Berlina a écouté ces propos avec attention, se demandant si Diem ne cherche pas à la flatter pour s’assurer sa future coopération. Il lui est impossible de le déterminer, mais sans doute est-ce uniquement parce qu’il est trop fort pour elle.
Ils bavardent encore quelques instants, puis Diem prend congé et elle se retrouve en tête à tête avec Callare.
— Nous allons bientôt partir, explique-t-il. Lori aura pris les dispositions nécessaires avant quinze jours – apparemment, les ouragans qui vont frapper la côte est seront assez violents, mais nous avons encore un certain répit avant la venue du Big One.
— Le Big One ? Je croyais que Clem…
— Jusqu’ici, on n’a observé aucun cyclone de la taille de Clem dans l’Atlantique.
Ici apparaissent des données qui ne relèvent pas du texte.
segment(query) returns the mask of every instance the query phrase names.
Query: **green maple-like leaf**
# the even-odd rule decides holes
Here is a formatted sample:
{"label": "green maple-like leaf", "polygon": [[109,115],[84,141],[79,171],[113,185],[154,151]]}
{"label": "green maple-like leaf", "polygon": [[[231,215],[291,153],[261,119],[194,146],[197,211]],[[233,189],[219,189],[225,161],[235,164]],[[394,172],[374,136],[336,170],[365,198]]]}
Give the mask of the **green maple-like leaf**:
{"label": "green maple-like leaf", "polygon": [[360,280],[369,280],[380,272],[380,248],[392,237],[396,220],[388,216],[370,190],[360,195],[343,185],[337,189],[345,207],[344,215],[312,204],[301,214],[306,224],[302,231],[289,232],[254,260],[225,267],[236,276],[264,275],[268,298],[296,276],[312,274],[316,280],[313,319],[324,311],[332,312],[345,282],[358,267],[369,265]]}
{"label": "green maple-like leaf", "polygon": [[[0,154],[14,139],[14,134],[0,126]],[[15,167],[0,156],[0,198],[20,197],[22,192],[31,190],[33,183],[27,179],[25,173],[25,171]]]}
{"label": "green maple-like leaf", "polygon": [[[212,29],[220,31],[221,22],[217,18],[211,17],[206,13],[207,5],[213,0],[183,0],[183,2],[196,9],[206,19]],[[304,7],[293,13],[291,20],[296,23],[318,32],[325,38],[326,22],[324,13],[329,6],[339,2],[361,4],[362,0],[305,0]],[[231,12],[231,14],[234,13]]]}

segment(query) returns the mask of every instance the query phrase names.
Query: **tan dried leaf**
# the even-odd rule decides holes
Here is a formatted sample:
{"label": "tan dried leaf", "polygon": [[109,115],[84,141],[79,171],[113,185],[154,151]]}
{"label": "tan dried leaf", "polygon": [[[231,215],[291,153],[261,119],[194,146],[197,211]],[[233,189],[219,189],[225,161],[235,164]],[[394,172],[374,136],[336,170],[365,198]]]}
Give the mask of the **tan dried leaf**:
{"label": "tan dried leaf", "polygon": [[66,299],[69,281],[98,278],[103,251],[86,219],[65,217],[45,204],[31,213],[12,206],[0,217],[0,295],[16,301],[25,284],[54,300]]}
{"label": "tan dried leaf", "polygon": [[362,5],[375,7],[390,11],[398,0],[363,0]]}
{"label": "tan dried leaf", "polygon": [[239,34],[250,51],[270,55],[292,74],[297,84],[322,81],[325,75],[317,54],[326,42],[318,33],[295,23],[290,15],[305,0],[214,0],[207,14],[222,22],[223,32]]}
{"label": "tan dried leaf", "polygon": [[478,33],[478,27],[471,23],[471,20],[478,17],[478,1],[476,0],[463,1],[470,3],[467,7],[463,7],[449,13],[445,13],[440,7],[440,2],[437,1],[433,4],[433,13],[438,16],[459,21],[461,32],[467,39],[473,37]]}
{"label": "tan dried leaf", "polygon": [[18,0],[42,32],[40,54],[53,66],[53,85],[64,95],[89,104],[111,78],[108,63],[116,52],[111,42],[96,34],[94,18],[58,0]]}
Pour cela, il faudrait une période d’incubation en eaux chaudes de deux semaines, ou la présence d’un œil de belle taille dans le style Clem 2… pardon, je veux dire Clem 200. En outre, les ouragans présents dans les Antilles se disputent à la fois l’énergie et les vents disponibles. Quand Clem 200 a franchi l’isthme de Tehuantepec, on pensait qu’on était foutus, mais il s’est mis à tourner en rond et a engendré des yeux en si grand nombre que leur croissance a été limitée. Avec un peu de chance, nous n’aurons à encaisser que quatre ou cinq ouragans majeurs, dont Clem 200 lui-même qui n’a jamais retrouvé la puissance qu’il avait avant de frapper le Mexique.
Berlina ne peut s’empêcher de frémir.